The Value of any option is based on three main variables
1) INTRINSIC....The REAL value of the option based
on the relationship between the stock price and the strike price. Eg if the stock is at 25c and the option is at 20c strike
there is a REAL or intrinsic value of 5c because we can exercise the option, buy shares at 20c, then sell them in the market
at 25c. If the stock is at 10c the option has no REAL or intrinsic value it only has some value based on HOPE.
2) TIME....The longer the option has to run the more
HOPE you have so the hope value of an option is higher for an option with a longer time to expiry.
3) VOLATILITY.....There is a higher probability that
stock that has big swings will move up and trade at a given target than a stock that is very quiet and does nothing. So the
HOPE value of an option is higher for volatile stocks. Eg NCP which trades all over the place has a volatility of 40% so the
options are much more expensive than TLS whose volatility is around 16%.
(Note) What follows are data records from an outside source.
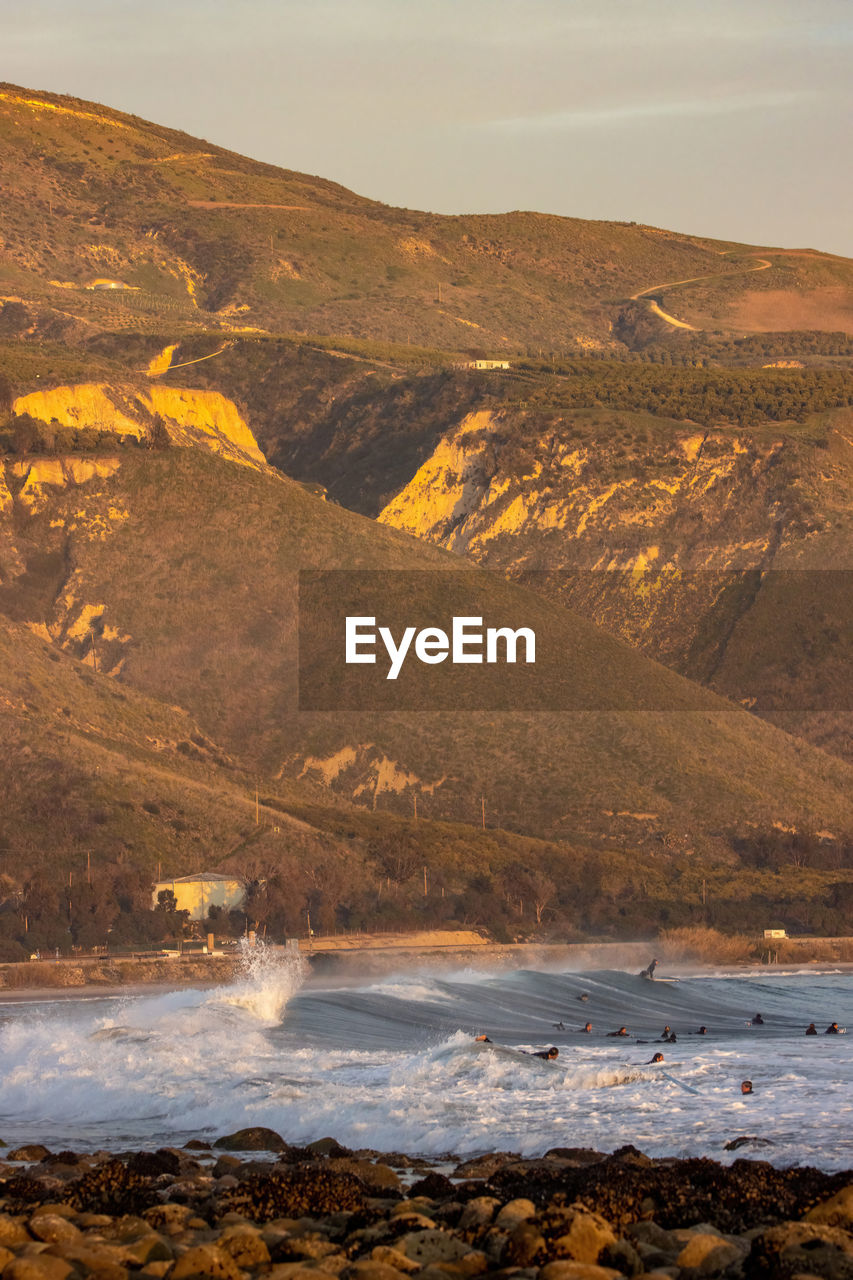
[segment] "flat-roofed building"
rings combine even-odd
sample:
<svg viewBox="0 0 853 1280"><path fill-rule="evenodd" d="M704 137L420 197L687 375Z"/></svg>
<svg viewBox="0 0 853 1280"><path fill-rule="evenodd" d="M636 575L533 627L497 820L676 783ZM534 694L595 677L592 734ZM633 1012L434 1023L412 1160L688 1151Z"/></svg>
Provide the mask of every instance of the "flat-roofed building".
<svg viewBox="0 0 853 1280"><path fill-rule="evenodd" d="M164 890L171 890L177 910L188 911L190 920L204 920L211 907L237 910L242 907L246 896L242 880L204 871L194 876L178 876L175 880L158 880L152 893L152 906L157 906L159 895Z"/></svg>

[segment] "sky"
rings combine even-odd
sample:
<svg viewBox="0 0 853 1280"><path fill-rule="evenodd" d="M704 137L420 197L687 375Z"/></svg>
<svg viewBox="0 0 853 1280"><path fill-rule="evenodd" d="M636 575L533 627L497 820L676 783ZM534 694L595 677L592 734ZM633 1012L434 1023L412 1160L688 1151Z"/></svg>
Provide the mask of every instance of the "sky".
<svg viewBox="0 0 853 1280"><path fill-rule="evenodd" d="M853 256L850 0L0 0L0 78L387 204Z"/></svg>

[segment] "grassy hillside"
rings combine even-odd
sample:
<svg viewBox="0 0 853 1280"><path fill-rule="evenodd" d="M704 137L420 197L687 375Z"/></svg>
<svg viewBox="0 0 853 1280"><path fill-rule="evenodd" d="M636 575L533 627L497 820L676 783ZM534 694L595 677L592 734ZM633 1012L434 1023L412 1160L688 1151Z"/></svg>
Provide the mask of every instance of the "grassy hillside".
<svg viewBox="0 0 853 1280"><path fill-rule="evenodd" d="M162 342L103 335L92 353L131 370ZM387 506L388 523L848 752L850 410L822 406L850 399L849 373L595 361L482 375L407 368L393 348L220 345L183 340L194 363L161 382L234 396L288 474L366 515ZM469 413L488 420L457 447ZM464 503L448 506L462 476Z"/></svg>
<svg viewBox="0 0 853 1280"><path fill-rule="evenodd" d="M543 841L353 809L306 781L263 783L192 717L26 628L0 624L0 955L157 945L150 882L230 869L267 936L486 928L500 939L651 936L713 924L849 931L851 846L753 834L720 856L642 841ZM210 927L243 928L216 919Z"/></svg>
<svg viewBox="0 0 853 1280"><path fill-rule="evenodd" d="M450 350L607 351L622 347L635 295L643 315L660 298L707 329L849 327L853 269L830 255L541 213L392 209L8 84L0 149L0 287L48 337L213 321ZM697 283L679 284L670 303L663 284L685 280ZM756 290L786 323L765 322Z"/></svg>
<svg viewBox="0 0 853 1280"><path fill-rule="evenodd" d="M688 849L745 824L849 825L840 762L536 596L516 607L541 615L605 705L680 710L298 712L298 569L459 561L274 473L193 449L130 450L111 474L44 495L35 512L15 501L7 513L17 571L5 611L122 687L187 708L205 737L267 776L401 812L418 794L434 818L476 820L485 797L491 822L550 838ZM442 575L429 577L441 617Z"/></svg>
<svg viewBox="0 0 853 1280"><path fill-rule="evenodd" d="M180 707L110 680L6 619L0 624L0 872L45 869L62 881L87 855L96 871L130 865L181 875L274 856L282 841L317 855L334 845L280 808L256 778ZM281 782L277 803L320 798ZM273 826L280 832L274 833Z"/></svg>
The theoretical value of an option is calculated using
quite a complex equation the Black Scholes formula using these 3 main inputs and the interest ratewhich is the fourth variable.Dividends
payable are also included in the clculation.....sorry you can't make a quick buck by buying a put the day before a stock
goes ex dividend.
DO YOU REALLY WANT TO SEE THE FORMULA?
GREEKS...What happens to the option if the variables change
Delta: the degree to which an option price will move given a small change in the
underlying stock price. For example, an option with a delta of 0.5 will move half a cent for every full cent movement in the
underlying stock.
Or..Bang for your bucks...how zippy it is....
Gamma: It measures how fast the delta changes for small changes in the underlying
stock price. ie the delta of the delta.
Vega: The change in option price given a one percentage point change in volatility.